- Directed by: John Walsh
- Narrated by: Gareth Gates
- Country of origin: United Kingdom
- Original language: English

Production
- Executive producer: Roger James
- Producer: John Walsh
- Running time: 28 minutes
- Production company: Walsh Bros Ltd.

Original release
- Release: December 6, 2010

= Toy Soldiers (2010 film) =

Toy Soldiers is a British documentary for BBC by John Walsh. of Walsh Bros Ltd. For the first time on television children reveal what life is like when a parent goes off to war and was commissioned as part of the BBC's look at children in conflicts and war zones entitled the Army Zone. "The child's voice has rarely been heard on this subject before. The goal of this film is not just to give a voice to this story but to challenge perceptions of children whose parents go to war."
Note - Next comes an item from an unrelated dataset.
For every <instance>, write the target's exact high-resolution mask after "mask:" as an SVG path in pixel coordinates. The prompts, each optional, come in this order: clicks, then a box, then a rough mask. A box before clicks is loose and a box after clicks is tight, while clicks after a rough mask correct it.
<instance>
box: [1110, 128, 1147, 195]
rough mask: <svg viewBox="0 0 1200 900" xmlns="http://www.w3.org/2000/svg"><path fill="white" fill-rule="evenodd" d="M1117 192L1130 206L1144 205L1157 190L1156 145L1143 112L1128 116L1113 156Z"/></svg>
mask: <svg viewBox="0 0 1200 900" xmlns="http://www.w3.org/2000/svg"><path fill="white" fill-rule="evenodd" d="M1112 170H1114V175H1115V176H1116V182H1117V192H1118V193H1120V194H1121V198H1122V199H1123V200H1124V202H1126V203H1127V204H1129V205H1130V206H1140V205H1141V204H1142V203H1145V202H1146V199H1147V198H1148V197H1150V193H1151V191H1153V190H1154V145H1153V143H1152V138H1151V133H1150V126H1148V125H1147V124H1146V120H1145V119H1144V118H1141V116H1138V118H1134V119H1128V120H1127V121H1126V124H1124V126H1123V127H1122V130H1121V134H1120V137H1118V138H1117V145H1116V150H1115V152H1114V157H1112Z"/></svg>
The film looks at how they try to maintain normality as their lives are interrupted by a conflict that they might not understand, taking place in a country they may never have heard of. For some a return is around the corner, for others a loss will affect the rest of their lives. It is narrated by Gareth Gates. The documentary uses animations, the children's own artwork, and interviews. The film was praised by Dr Geraldine Walford for challenging perceptions around the topic of childhood grief: "good to see this sensitive and crucially important topic being opened up for people to learn from." Walsh discusses it on the BBC Radio 4 Today Programme.

== Festival nominations==
Monte Carlo Festival of Television nominated, 2012. Entered for Prix Jeunesse International Munich, 7-11 non-fiction category.

==Reception==
In the Church of England Newspaper on 12 February 2012 they remarked that "In Toy Soldiers has featured some of the 175,000 children whose parents work in the armed forces, including Aiden who father died while trying to safely dispose of a bomb … this series is not to be missed."